李瑜難得沒直接飛過來,給他一頓胖揍,只在電話裏痛罵了他半天,最後像是望子終成龍地誇他,終于想開了。
“放心,我在我自己家呢。”李瑜瞟見宋卿探究的眼神,大大方方地給他看了一圈自己所在的地方,“不過你也放心,老太婆最近沒空找你麻煩了。”
宋卿驚訝道,“怎麽說?”
宋夫人雖然放回了連滟,但他們到春陵後,宋夫人依舊會時不時來提點他們一二,不過許是知道了他沒利用價值了,宋夫人久而久之也不屑再把目光放在他們身上了。
不過,李瑜仍是宋家的兒媳,宋卿聯系李瑜時,總會細心點,挑她不在宋家時。
李瑜露出了一付看熱鬧的模樣,“具體不知道,但對你來說,一定是個好消息,死渣男近幾天不知道抽了什麽風,找起老太婆的麻煩了。”她啧了聲,“真是狗咬狗一嘴毛。”

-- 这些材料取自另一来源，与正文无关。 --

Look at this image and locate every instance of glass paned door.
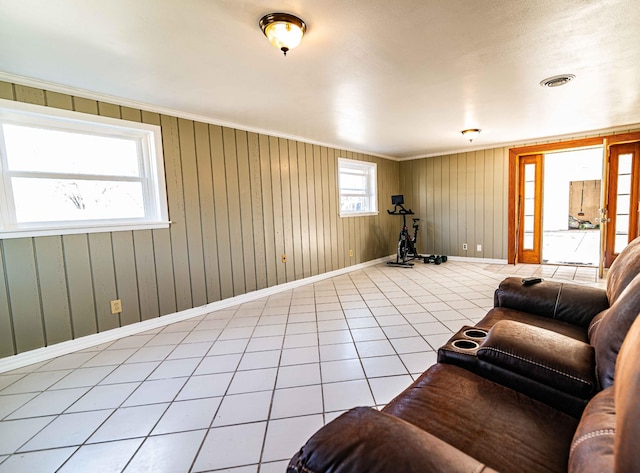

“怎麽會?”宋卿更驚訝了,按道理來說,沈嶼觀沒理由對宋夫人出手,除非宋夫人自己不長眼往槍口撞。
“管他呢,”李瑜對這兩個人都是同樣的深惡痛絕,“弄個兩敗俱傷,一起玩蛋是最好。”
宋卿點點頭,對于他而言,沈嶼觀和宋夫人怎麽樣都和他沒關系,不過這時候他們鬥起來了,倒給他行了方便,他為宋晏的戶口只能回霜城辦理的這件事,還愁了好幾日。
“幾號回來?”李瑜一聽到宋卿要回霜城,眼睛直放光,“太心有靈犀了,我正想說過兩天去春陵看你。”
宋卿翻開日歷,十月的行事歷上,只有十七號亮有一個紅點,宋卿瞧見時,手忽然頓住了。
“14號吧。”他挪開目光道。
“好,就這麽說定了,我回頭去接你。”
李瑜心滿意足地挂斷視頻。
宋晏的小手拍打在手機上,圓溜溜地大眼睛裏充滿著疑惑,似乎在說,那個阿姨怎麽突然不見了,她擡頭望望宋卿,而宋卿沉默地在睨著窗外,看不見她的動作。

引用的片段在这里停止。